0

I'm having some trouble understanding how MXNet ImageRecordIter works. Here is the reference I've been using

For one, what does the --test-ratio flag actually do? When generating an lst file, I can't tell which lines are test data.

Another larger issue I'm having is the format of labels. If we have N classes, a standard neural net output might be a softmax'd vector with N dimensions. A normal label in this case would be a 1 hot encoding with a 1 in the dimension which maps to our class. But ImageRecordIter seems like it's label format is just a single number? Is there some behind the scene magic going on?

Priyantha
  • 4,839
  • 6
  • 26
  • 46
Joshua
  • 1
  • 2

1 Answers1

0

Lets first start with the --train-ratio and --test-ratio. Both of the keys are used just to split all images onto test and train groups. Here is precise place in the code that process these flags. Let me copy paste logic from there:

    if args.train_ratio == 1.0:
        write_list(args.prefix + str_chunk + '.lst', chunk)
    else:
        if args.test_ratio:
            write_list(args.prefix + str_chunk + '_test.lst', chunk[:sep_test])
        if args.train_ratio + args.test_ratio < 1.0:
            write_list(args.prefix + str_chunk + '_val.lst', chunk[sep_test + sep:])
        write_list(args.prefix + str_chunk + '_train.lst', chunk[sep_test:sep_test + sep])

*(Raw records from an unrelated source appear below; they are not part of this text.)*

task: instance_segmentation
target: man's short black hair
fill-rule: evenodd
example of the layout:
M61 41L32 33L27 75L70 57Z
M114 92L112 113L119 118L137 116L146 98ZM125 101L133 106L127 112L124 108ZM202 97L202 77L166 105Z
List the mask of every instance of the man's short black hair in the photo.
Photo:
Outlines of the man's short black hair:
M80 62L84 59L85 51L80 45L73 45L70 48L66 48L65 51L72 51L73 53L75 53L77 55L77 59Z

As can be seen if --train-ratio is set to 1.0 it completely ignores any test ratio and just dumps all images in the file(in our case caltech.lst). This is main source of confusion, because here is how the default value for the --train-ratio is populated:

cgroup.add_argument('--train-ratio', type=float, default=1.0,
                    help='Ratio of images to use for training.')

by default it is set to 1.0. There fore it is irrelevant what is set to --test-ratio if --train-ratio is not set. Keeping this in mind lets have a look on the command from the article:

os.system('python %s/tools/im2rec.py --list=1 --recursive=1 --shuffle=1 --test-ratio=0.2 data/caltech data/101_ObjectCategories'%os.environ['MXNET_HOME'])

the command here includes only --test-ratio, therefore it will NOT produce 2 files (./data/caltech_train.lst and ./data/caltech_test.lst) as the article claims but rather it produces one file (./data/caltech.lst) due to the reason explained above.

In order to fix this here is the correct command that need to be executed:

os.system('python %s/tools/im2rec.py --list=1 --recursive=1 --shuffle=1 --test-ratio=0.2 --train-ratio=0.8 data/caltech data/101_ObjectCategories'%os.environ['MXNET_HOME'])

At this point I hope it is clear what is the source of the confusion and how required keys are working.

Now, as per the second part of the question. im2rec.py is a helper script to prepare the data. It is agnostic from the way how you actually planning to use the data. Therefore it stores label as number (BTW there might be more then 1 label per image). And it is up to the consumer of such list to convert label number to anything that he/she want to use for training. You can use it with SoftMax by creating a vector of size equals to the amount of labels and setting 1 to the cell with the index equal to the label number.

PS: if the reader have time I would encourage to submit pull-request with the fixed command to the repository, with the article.